Emphasizing the role of angel investors, Patel said, “We are probably one of the few companies that managed to raise Rs 17 crore from angels," underlining that the company never faced a capital crunch. The next step could entail launching an IPO, but the primary focus, as of now, is on growing the startup.
With Sequoia-backed Aqgromalin and crypto-exchange Valud laying off 30% of their staff each; Polygenius and Klarna losing 25% and 30% of their valuation respectively; and Stripe holding off its IPO launch, it is no secret the global economic downturn has threatened FinTech growth. However, speaking from an Indian perspective, it's not just valuations or layoffs or IPO delays but the new RBI policies that have proved to be an impediment to the progress of the industry.
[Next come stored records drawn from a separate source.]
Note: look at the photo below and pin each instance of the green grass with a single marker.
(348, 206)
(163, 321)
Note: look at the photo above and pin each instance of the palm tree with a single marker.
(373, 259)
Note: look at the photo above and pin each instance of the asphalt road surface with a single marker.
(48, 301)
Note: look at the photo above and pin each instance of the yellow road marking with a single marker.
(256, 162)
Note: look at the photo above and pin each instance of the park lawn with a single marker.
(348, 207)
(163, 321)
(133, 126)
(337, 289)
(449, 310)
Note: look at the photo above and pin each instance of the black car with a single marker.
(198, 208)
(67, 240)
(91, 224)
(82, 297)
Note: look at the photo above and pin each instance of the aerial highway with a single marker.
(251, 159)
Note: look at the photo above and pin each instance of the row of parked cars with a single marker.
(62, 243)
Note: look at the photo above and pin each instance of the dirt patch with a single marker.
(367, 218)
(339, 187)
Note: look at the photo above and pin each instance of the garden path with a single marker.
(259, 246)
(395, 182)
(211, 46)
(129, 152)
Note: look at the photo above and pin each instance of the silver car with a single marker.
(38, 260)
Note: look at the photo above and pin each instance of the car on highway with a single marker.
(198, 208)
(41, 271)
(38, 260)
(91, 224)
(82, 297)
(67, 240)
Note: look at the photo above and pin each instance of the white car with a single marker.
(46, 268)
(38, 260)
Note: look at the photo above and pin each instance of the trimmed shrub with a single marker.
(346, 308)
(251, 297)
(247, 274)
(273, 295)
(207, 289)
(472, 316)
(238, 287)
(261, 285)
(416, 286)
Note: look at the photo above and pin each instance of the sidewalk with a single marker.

Angel investors should not keep abreast of the new developments, but be wary of the same as well.
Even though promising and established startups have helped bridge the unequal access to credit in India, which is exactly why UPI and BNPL models have garnered immense popularity, the absence of real revenue from e-payments or neo-banking has always been a cause of concern to the RBI due to the looming danger of a debt trap for consumers and merchants, who can now obtain credit without robust risk assessment mechanisms. Additionally, RBI fears the issuance of credit to a “less deserving population” as per the new credit guidelines.
To solidify its stance on the questionable business models of FinTech companies, the RBI issued a notification prohibiting non-banking companies to load prepaid instruments — digital wallets or stored-value cards — using credit lines. In layman terms, the RBI is not a fan of the "buy now, pay later" shtick. This move has sent the FinTech industry into a tizzy due to the lack of clarity on whether they fall under the ambit of the new guidelines, and the inevitable dampener on the industry's momentum should the notification apply.
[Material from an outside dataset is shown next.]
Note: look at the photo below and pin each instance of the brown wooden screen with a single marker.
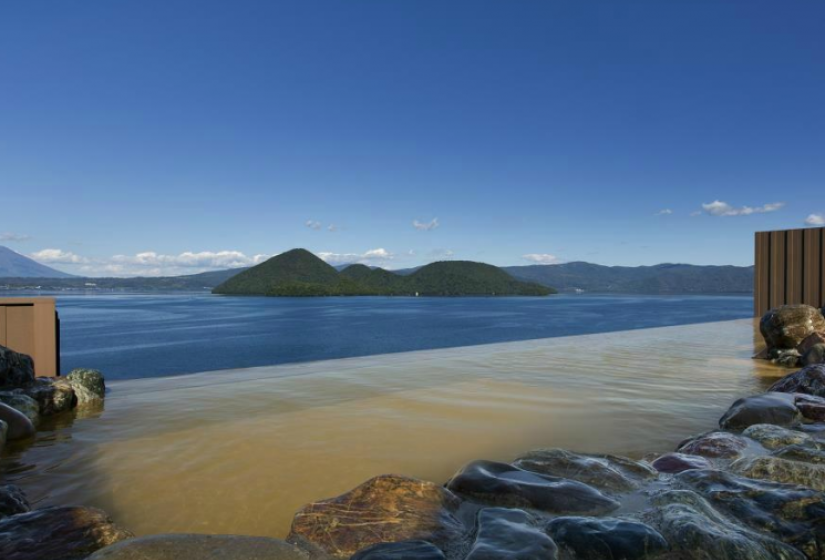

Given the 30% tax on income from crypto; 1% TDS on crypto asset transactions; and the fact that BNPL provider Sezzle had to exit from the Indian market, the industry has suffered from several blows this year. Many people have opined that adequate leeway should be given to new-age financial services companies to provide innovative products and services to end consumers and deliver value.
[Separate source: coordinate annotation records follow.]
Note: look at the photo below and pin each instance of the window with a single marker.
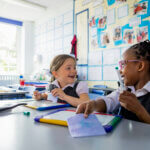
(8, 49)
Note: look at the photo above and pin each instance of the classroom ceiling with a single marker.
(29, 10)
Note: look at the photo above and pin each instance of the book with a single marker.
(81, 127)
(60, 117)
(46, 105)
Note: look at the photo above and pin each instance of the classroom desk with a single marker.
(20, 132)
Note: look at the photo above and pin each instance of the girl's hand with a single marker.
(86, 108)
(37, 95)
(129, 101)
(58, 92)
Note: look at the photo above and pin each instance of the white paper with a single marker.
(135, 21)
(68, 29)
(50, 25)
(59, 21)
(123, 11)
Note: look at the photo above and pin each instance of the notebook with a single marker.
(45, 105)
(81, 127)
(60, 116)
So, what's next? It's difficult to say how much credit will dry up, if at all, due to the lack of data via UPI or BNPL route. In fact, some have deemed it a welcome change. Ashok Hariharan, founder and CEO of IDfy; and Bhaskar Chatterjee, VP, Product Management of EzeTap claimed that RBI's decision would help bridge the trust gap between FinTech companies and customers. Moreover, the industry can breathe a sigh of relief as RBI is working on Payment Vision 2025, with an aim to increase the number of digital payment transactions by more than 3X by 2025. The glory days of the 50+ billion industry aren't quite over yet.
Is the market grim? Sure. Is the funding winter still prevalent? Also, yes. There are undeniably more than a few causes of concern with the way the start-up ecosystem is headed (layoffs, increase in policy rates to stymie inflation, falling valuations, you get the gist). However, we can't discount the success stories in the form of PhysicsWallah or LeadSquared, or the encouraging statistics that Crunchbase has left for investors. Having said this, the negative market sentiment will surely persist for months to come, maybe more, maybe less. But perhaps, in the midst of this doom and gloom, even more surprising success stories, underdogs and dark horses will emerge to assuage the fears of entrepreneurs and investors alike.
Our advice to readers: Be cautiously optimistic.